Classic and contemporary
`Purbashree' with its display of North-Eastern handicrafts and handloom is attracting one and all, writes T.SARAVANAN
PHOTOS: K. GANESAN
Visitors at the festival
Handicrafts, particularly those made of bamboo, cane and wood, leave an indelible impression on people with a taste for the chic and ethnic.
The intricate and exquisite designs and the brilliant finish of these items stem from skilled artisans of the fertile Brahmaputra valley and the land of seven sister States of North East India.The raw material for their products are found in abundance in their land of rolling plains and low hills.
Handicraft has been an integral part of the life and culture of the people of North Eastern States. It comes naturally to them. Each skilfully crafted product has the distinct stamp of the multifarious tribes the States hold as a testimony to the cultural diversity in the region. Their products done in intricate wood works, stylish cane sofa sets, basketry, tools, household implements, ceremonial accoutrements, all have generated tremendous local, national and global interest and earned the artists name and fame.
It is worth to know the effort and time spent on each product right from choosing the variety to preparing it for use. Ask Bholanath Bhowmik, a craftsman from Guwahati in Assam, and he readily explains: "Once we decide the product we wish to create, we go in search of raw material best suited for the handicraft to the forest area. It then has to be seasoned and chemically treated for endurance. Of late, people have started to cultivating on their own given the militancy problem in the State."
Each of the seven States has its own distinct variety of handicrafts. From jati cane flower vase to the woven flower vase and from heavy knitted sofa set to the maharaja cane sofa set, every product speaks volumes of the brilliance of artisans. "For sofa sets, people select the `raidang' cane variety. For weaving we go for the `sundi' cane variety which can be cut into the threads and are very effective," Mr. Bholanath Bhowmik shares.
Bamboo handicrafts are quite famous in Meghalaya, the Land of clouds.
"The syntein craft pocket in Mawsynram area comprising the villages of Ken Mynsaw, Ken Bah, Domskong, Jympiad, Mawkaphan, is famous for its skill in weaving exquisite basketry from the local variety of bamboo," he quips.
"People of North Eastern States have a very strong belief in herbal medicines and depend on the abundance in nature for any medicinal need.
ATTRACTIVE The bamboo root carving.
They believe that drinking water from a particular variety of bamboo mugs prevents acidity.
Using mats of Kouna grass (phak aronba) increases blood circulation and provides relief from body pain. The `sital patti' wall hangings have the power to absorb sounds and are found to be very effective in auditoria."
Even in textiles, the region is rich with varieties of traditional silk sarees especially the `golden muga'. For the effort the artisans and craftsmen put what they get in return is very little, as they lack good marketing strategy.

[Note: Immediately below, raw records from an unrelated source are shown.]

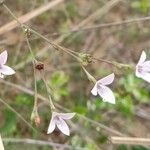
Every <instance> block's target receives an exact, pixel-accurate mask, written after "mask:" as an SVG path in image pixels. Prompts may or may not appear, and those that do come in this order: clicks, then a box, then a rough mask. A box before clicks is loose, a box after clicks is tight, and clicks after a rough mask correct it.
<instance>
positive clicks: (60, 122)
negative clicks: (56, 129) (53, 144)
mask: <svg viewBox="0 0 150 150" xmlns="http://www.w3.org/2000/svg"><path fill="white" fill-rule="evenodd" d="M55 122H56V124H61V120H60V117H58V116H55Z"/></svg>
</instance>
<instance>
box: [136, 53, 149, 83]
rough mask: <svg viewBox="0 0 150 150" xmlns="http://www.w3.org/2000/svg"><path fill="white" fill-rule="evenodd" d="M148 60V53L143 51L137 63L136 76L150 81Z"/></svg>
mask: <svg viewBox="0 0 150 150" xmlns="http://www.w3.org/2000/svg"><path fill="white" fill-rule="evenodd" d="M145 60H146V53H145V52H144V51H142V54H141V57H140V59H139V62H138V64H137V65H136V72H135V74H136V76H137V77H139V78H142V79H144V80H145V81H147V82H149V83H150V61H149V60H148V61H145Z"/></svg>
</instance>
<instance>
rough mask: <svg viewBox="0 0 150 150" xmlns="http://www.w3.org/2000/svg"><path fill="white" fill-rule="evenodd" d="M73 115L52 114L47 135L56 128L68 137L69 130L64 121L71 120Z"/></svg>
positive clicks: (57, 113) (68, 127)
mask: <svg viewBox="0 0 150 150" xmlns="http://www.w3.org/2000/svg"><path fill="white" fill-rule="evenodd" d="M74 115H75V113H57V112H52V118H51V121H50V124H49V127H48V131H47V134H50V133H52V132H53V131H54V130H55V128H56V126H57V128H58V129H59V130H60V131H61V132H62V133H63V134H65V135H68V136H69V135H70V130H69V127H68V125H67V124H66V122H65V121H64V120H69V119H71V118H73V117H74Z"/></svg>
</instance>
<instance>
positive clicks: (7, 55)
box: [0, 50, 15, 78]
mask: <svg viewBox="0 0 150 150" xmlns="http://www.w3.org/2000/svg"><path fill="white" fill-rule="evenodd" d="M7 57H8V54H7V51H6V50H5V51H3V52H2V53H1V54H0V78H4V75H12V74H14V73H15V71H14V70H13V69H12V68H10V67H8V66H6V65H5V63H6V62H7Z"/></svg>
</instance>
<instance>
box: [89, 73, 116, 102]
mask: <svg viewBox="0 0 150 150" xmlns="http://www.w3.org/2000/svg"><path fill="white" fill-rule="evenodd" d="M114 78H115V75H114V73H112V74H110V75H108V76H106V77H104V78H102V79H100V80H98V81H97V82H96V84H95V85H94V87H93V89H92V90H91V93H92V94H93V95H94V96H97V94H98V95H99V96H100V97H102V99H103V101H104V102H109V103H112V104H115V96H114V94H113V92H112V91H111V89H110V88H108V87H107V86H106V85H109V84H111V83H112V82H113V80H114Z"/></svg>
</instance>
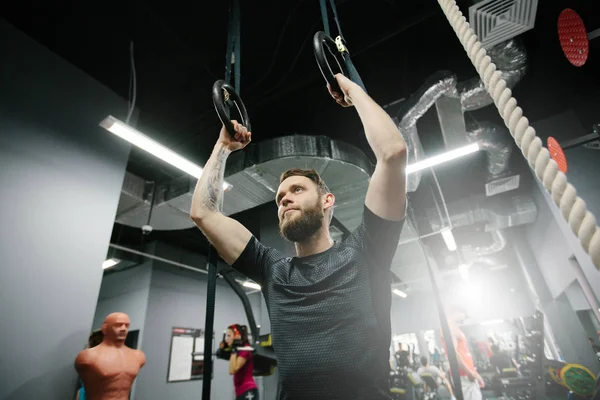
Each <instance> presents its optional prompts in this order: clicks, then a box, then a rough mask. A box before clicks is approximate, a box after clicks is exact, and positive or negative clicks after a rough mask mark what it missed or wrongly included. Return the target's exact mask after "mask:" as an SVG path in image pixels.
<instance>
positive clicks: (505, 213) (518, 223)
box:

Hence, the North Eastern Handicrafts and Development Corporation (NEHDC), established in 1977 with headquarters at Shillong, helps them by reaching out to the craft clusters and stimulate production besides undertaking marketing of these unique products across the country.
It provides the craftspersons with valuable inputs like credit, raw materials, designs and tools.

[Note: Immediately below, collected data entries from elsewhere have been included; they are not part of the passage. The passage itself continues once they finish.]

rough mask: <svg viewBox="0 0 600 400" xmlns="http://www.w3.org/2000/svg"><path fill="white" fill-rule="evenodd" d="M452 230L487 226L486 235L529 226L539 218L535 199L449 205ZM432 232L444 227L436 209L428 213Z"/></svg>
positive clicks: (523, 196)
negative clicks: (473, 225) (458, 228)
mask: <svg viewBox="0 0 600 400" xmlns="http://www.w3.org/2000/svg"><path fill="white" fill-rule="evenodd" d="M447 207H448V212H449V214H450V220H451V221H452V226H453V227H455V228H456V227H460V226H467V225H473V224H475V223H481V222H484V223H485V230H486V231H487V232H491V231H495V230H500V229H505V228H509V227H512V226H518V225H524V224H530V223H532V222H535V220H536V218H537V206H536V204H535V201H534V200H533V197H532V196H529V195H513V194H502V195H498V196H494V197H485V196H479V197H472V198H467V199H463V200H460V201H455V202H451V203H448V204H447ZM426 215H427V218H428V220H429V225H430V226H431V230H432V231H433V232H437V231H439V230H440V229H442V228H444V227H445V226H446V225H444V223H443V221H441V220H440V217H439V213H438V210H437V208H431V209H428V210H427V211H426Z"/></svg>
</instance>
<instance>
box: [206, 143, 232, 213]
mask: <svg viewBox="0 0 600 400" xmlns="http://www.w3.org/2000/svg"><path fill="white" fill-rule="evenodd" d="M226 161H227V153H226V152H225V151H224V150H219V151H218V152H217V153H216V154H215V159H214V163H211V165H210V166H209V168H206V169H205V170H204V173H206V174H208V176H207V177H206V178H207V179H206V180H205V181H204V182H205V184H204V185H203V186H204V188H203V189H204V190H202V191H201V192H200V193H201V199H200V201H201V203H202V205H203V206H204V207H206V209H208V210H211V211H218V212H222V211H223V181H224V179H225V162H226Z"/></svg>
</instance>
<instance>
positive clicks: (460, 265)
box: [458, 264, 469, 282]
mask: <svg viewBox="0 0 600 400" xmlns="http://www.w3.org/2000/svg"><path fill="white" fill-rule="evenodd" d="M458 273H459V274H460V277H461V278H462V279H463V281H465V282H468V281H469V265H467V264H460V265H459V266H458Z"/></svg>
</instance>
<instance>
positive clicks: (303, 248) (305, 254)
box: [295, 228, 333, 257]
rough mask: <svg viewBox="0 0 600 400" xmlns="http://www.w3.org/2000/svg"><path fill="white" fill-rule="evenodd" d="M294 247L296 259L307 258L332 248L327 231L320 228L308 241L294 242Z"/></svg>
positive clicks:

Generally, handicraft and handloom varieties compete with each other for supremacy.
Textiles occupies 16.4 per cent of total crafts production in the North Eastern Region closely followed by embroidery and zari works at 15.2 per cent and the cane and bamboo handicrafts claiming 10 per cent.

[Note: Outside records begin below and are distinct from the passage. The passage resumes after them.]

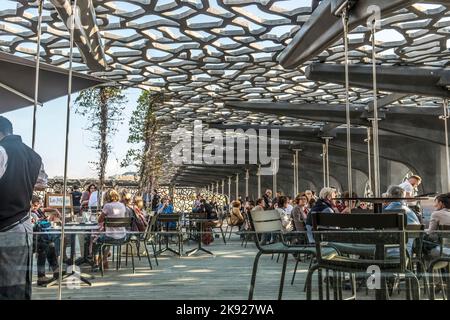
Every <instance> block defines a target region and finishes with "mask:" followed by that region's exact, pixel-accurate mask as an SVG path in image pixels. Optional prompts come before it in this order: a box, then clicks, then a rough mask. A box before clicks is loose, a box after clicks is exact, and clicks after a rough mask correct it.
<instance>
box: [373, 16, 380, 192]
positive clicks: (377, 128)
mask: <svg viewBox="0 0 450 320" xmlns="http://www.w3.org/2000/svg"><path fill="white" fill-rule="evenodd" d="M375 32H376V23H375V21H374V22H373V23H372V28H371V33H372V74H373V121H372V130H373V131H372V132H373V175H374V192H375V197H380V196H381V188H380V148H379V144H378V120H379V119H378V89H377V68H376V63H377V61H376V47H375Z"/></svg>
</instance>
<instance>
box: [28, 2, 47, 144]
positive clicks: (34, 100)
mask: <svg viewBox="0 0 450 320" xmlns="http://www.w3.org/2000/svg"><path fill="white" fill-rule="evenodd" d="M43 6H44V0H39V4H38V29H37V41H36V74H35V80H34V108H33V133H32V137H31V147H32V148H33V150H34V147H35V145H36V114H37V106H38V104H39V101H38V100H39V71H40V62H41V55H40V53H41V35H42V8H43Z"/></svg>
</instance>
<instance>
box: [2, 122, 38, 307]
mask: <svg viewBox="0 0 450 320" xmlns="http://www.w3.org/2000/svg"><path fill="white" fill-rule="evenodd" d="M46 184H47V175H46V174H45V171H44V167H43V165H42V159H41V157H40V156H39V155H38V154H37V153H36V152H34V151H33V150H32V149H30V148H29V147H28V146H26V145H25V144H24V143H23V142H22V139H21V137H20V136H17V135H14V134H13V128H12V124H11V122H10V121H9V120H8V119H6V118H5V117H2V116H0V194H1V195H2V197H1V201H0V300H5V299H8V300H11V299H15V300H19V299H20V300H24V299H31V259H32V252H33V249H32V246H33V244H32V237H33V227H32V224H31V221H30V216H29V212H30V206H31V198H32V196H33V189H34V188H35V187H36V188H38V189H43V188H44V187H45V186H46Z"/></svg>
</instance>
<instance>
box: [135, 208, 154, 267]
mask: <svg viewBox="0 0 450 320" xmlns="http://www.w3.org/2000/svg"><path fill="white" fill-rule="evenodd" d="M157 220H158V214H155V215H153V216H151V217H150V219H149V221H148V224H147V228H146V229H145V231H144V233H141V234H139V235H138V237H131V240H130V241H131V242H132V243H135V244H136V249H137V255H138V258H139V260H140V259H141V256H140V247H141V243H143V245H144V249H145V254H146V255H147V260H148V265H149V267H150V270H153V266H152V261H151V257H150V253H149V251H148V247H147V245H148V244H150V245H151V246H152V250H153V257H154V258H155V262H156V265H159V264H158V258H157V257H156V240H155V238H156V236H155V232H156V222H157Z"/></svg>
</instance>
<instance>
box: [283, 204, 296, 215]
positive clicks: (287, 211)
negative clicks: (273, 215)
mask: <svg viewBox="0 0 450 320" xmlns="http://www.w3.org/2000/svg"><path fill="white" fill-rule="evenodd" d="M292 209H294V207H293V206H292V205H291V204H288V206H287V207H286V209H284V211H286V213H287V214H291V211H292Z"/></svg>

The NEHDC report also highlights that monthly handlooms production of North Eastern region is 7.5 per cent of the total handlooms production of the country.
Among the sister States, Manipur alone contributes 67.18 per cent of the total exports of North Eastern region.
Sensing the export potential, now these products are also marketed abroad through NEHDC emporia and also by organising expositions and craft fairs under the brand name `Purbashree'.
The elegant and enticing `Crafts Festival' is now in Temple City and will be here till October 23.
Though it has become an annual event for past couple of years, the artisans have something new to offer each year.
This time, the unbreakable bamboo basket, appears to be the cynosure of the fair.